Bali is a town and a municipality in Pali district in the state of Rajasthan, India. 
The town is situated on the left bank of the Mithari River. This walled town was the headquarters of a district having the same name in the Jodhpur State. Bali is a tehsil and panchayat samiti with the same name. Bali is also a sub-divisions among the 10 sub-divisions of the Pali district. It is known for its fort. Nearest towns are Falna & Sadri and nearest villages are Shri Sela and Boya.

Geography

Bali is located at  near the Aravalli Range. It is a constituency of Pali district. It has an average elevation of 298 metres (977 feet). In the easts 7 km from Bali. The nearest airport is Udaipur.

Administration

Bali is represented in the center under Pali (Lok Sabha constituency), while in state it is represented under the Bali (Rajasthan Assembly constituency). Present MLA is Mr. Pushpendra Singh Ranawat.  It is a municipality of class IV. There are 25 wards for the municipality. Presently Bali has BJP board and Chairperson is Mr. Bharat.

Demographics
 India census, Bali had a population of 19,880. Males constitute 50.67% (10,007) of the population and females 49.33% (9,873). Bali has an average literacy rate of 64.28%, lower than the national average of 74.04%; with 74.51% of the males and 53.91% of females literate. 11.72% of the population is under 6 years of age. In 1897 its population was about 6000. The majority of population of Bali consists of Jain and Marwadi community, which is also the most prosperous community. However most members of this community have settled elsewhere in India, where they carry out business and visit their ancestral town mostly to perform marriages in the family.

The Bali Assembly constituency is one of the six Rajasthan Legislative Assembly constituencies in Pali district. In the past, it has also elected the former Chief Minister Bhairon Singh Shekhawat as their MLA in 1993 and 1998.

As a tehsil
Bali tehsil has 93 villages under 39 gram panchayats and two municipalities, Falna and itself. Gram Panchayats are Amaliya, Barwa, Bedal, Bera, Bhandar, Bhatund, Bheetwara, Bhimana, Bijapur, shri sela, Bisalpur, Boya, Chamunderi, Dhani-Sela, Doodni, Falna Gaon, Goriya, Guralas, Kakardi, Khimel, Kotbaliyan, Kothar, Koyalwao, Kumtiya, sandla, Kuran, Latara, Lunawa, Lundara, Malnoo, Mirgeshwar, Mokampura, Mundara, Nana, Paderla, Peepla, Perwa, Sena, Sesli, Sewari and Shivtalao. The tehsil has an area of about 1304.26 square kilometres.

Population of the tehsil is 2,23,027 (2001 census). Out of which 1,83,802 is rural while 39,225 is urban. Male constitutes 1,11,572 and female population is 1,11,455. The tehsil has a good population of tribes.

Bali Fort 

A major attraction of town is Bali Fort. The fort currently houses the prison and most of the other buildings are in ruins. One can have a scenic view of surroundings from the top of the fort. Maharao Ajitsingot was the fourth son of the Maharao Lakhansi (Nadol), he came to the Mithdi River in AD 1231 and then he saw a rock and wanted to create a fort and created a temple of Bolmata as a kuldevi of his royal family, after that his Son Vijaysingot also helped in creation, after his death his son Maharao Balaji completed a fort and in his name this place is called "Bali" and founded the balecha sub-clan of chouhan clan.
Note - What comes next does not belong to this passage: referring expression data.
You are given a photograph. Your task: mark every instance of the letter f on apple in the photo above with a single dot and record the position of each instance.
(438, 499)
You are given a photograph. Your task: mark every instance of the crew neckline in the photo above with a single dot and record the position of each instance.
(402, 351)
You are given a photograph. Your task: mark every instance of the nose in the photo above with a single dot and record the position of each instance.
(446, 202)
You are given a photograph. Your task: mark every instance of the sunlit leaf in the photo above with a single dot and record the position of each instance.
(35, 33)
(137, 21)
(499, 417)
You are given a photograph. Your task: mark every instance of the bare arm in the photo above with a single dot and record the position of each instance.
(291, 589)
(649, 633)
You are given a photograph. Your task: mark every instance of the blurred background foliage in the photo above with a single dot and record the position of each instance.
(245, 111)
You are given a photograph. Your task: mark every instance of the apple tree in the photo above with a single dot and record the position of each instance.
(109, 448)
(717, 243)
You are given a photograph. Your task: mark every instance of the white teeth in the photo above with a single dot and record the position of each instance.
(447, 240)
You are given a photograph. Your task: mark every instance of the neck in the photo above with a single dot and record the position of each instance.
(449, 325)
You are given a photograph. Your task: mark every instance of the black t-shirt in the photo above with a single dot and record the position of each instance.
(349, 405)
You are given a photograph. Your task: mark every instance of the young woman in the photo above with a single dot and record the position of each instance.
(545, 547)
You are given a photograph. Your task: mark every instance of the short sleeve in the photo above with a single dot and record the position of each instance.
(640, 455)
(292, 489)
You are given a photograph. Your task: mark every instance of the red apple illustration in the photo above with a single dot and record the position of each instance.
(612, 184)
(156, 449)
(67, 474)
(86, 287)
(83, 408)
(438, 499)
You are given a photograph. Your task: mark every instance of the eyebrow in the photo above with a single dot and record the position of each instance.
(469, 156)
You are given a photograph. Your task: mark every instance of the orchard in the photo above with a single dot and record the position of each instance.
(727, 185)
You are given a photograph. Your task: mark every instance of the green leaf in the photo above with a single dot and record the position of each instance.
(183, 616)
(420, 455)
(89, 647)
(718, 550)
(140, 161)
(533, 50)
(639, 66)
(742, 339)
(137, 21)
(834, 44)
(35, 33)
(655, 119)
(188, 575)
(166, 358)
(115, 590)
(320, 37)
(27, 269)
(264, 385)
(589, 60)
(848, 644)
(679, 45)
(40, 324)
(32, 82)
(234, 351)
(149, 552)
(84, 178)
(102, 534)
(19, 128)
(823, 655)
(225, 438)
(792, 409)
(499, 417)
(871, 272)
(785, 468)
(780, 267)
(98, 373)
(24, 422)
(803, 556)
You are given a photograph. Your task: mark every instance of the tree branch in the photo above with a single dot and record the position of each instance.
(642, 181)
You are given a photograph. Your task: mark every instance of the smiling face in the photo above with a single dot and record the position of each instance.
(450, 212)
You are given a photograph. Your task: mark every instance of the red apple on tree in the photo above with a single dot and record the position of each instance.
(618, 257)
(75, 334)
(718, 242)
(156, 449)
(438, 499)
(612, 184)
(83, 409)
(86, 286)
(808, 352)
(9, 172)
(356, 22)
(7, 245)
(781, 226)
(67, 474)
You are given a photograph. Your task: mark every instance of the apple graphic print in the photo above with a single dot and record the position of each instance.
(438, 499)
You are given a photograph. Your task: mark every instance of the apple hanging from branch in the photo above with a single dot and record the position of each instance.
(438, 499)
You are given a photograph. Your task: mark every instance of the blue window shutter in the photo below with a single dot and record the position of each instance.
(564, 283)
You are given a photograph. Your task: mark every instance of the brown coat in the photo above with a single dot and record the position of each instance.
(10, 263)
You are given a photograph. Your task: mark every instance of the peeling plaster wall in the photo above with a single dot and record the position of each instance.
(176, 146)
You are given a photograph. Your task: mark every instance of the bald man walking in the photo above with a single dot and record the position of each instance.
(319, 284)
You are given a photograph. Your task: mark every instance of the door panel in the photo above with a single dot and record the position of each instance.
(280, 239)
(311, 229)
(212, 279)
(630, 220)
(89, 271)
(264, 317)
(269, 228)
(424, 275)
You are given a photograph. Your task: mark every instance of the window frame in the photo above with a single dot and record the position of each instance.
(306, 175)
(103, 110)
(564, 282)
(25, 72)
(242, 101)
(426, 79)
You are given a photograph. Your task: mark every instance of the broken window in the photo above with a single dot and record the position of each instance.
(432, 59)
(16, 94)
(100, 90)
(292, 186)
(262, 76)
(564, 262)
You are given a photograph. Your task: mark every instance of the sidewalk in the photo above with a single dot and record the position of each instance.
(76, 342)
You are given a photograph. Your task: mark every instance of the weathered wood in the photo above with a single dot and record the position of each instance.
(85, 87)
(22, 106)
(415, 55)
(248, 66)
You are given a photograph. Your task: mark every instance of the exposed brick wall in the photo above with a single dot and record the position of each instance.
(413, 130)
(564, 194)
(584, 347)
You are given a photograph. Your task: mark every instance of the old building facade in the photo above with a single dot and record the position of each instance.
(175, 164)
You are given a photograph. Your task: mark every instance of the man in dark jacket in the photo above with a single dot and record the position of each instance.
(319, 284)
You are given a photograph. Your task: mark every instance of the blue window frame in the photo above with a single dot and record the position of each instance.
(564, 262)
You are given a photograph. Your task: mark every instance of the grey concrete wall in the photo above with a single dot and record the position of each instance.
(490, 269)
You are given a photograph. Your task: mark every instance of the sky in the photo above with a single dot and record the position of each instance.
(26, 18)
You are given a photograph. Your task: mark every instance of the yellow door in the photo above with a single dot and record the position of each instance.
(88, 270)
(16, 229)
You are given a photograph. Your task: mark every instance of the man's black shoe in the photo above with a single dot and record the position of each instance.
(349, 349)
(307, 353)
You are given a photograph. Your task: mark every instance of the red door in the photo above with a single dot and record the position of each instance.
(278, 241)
The junction (Chowk) outside the Bali Fort is now named as Freedom Fighter Chotmal Surana Chowk after Late Freedom Fighter Chotmal Surana for his contribution towards India Independence Movement. The Inauguration of Chowk was done by then Governor of Gujarat Dr. Kamla Beniwal on 1 March 2011. Dr. Beniwal unveiled the statue of Late Chotmal Surana. A huge public program was said to be conducted which was joined by the entire village and is described as one of the biggest ceremonies held in the village. The event was hosted by Bali Municipal Corporation along with the Family Members of Late Freedom Fighter Chotmal Surana.

Festivals
Several festivals are celebrated in Bali with great vigor. Most prominent is that of Sitala Mata that is celebrated in March, where peasants dance in the fort of Bali. The other main festivals are Gangaur and Pashu mela.
One of another big festival is Bhadra Beej celebrated by Marwadi Seervi community.

Industries Working
Situated in the heart of Pali district, Bali has outstretched its reach in many industries. Prominent hospitals, IT start ups, Manufacturing units, ethnic handicraft units and FMCG factories engage the population of the city.

Delicacies 
Bali is known for its sweet dish Sutarfeni - within Rajasthan, Bali's Sutarfeni is said to be the finest.

Education
The main school is Govt High Secondary. the School provides science, commerce, and art stream education. A government science college was established here in 2013.
The Fabindia School was established here in 1992, which is today a co-educational, senior secondary school with 1000 students including 40% girls.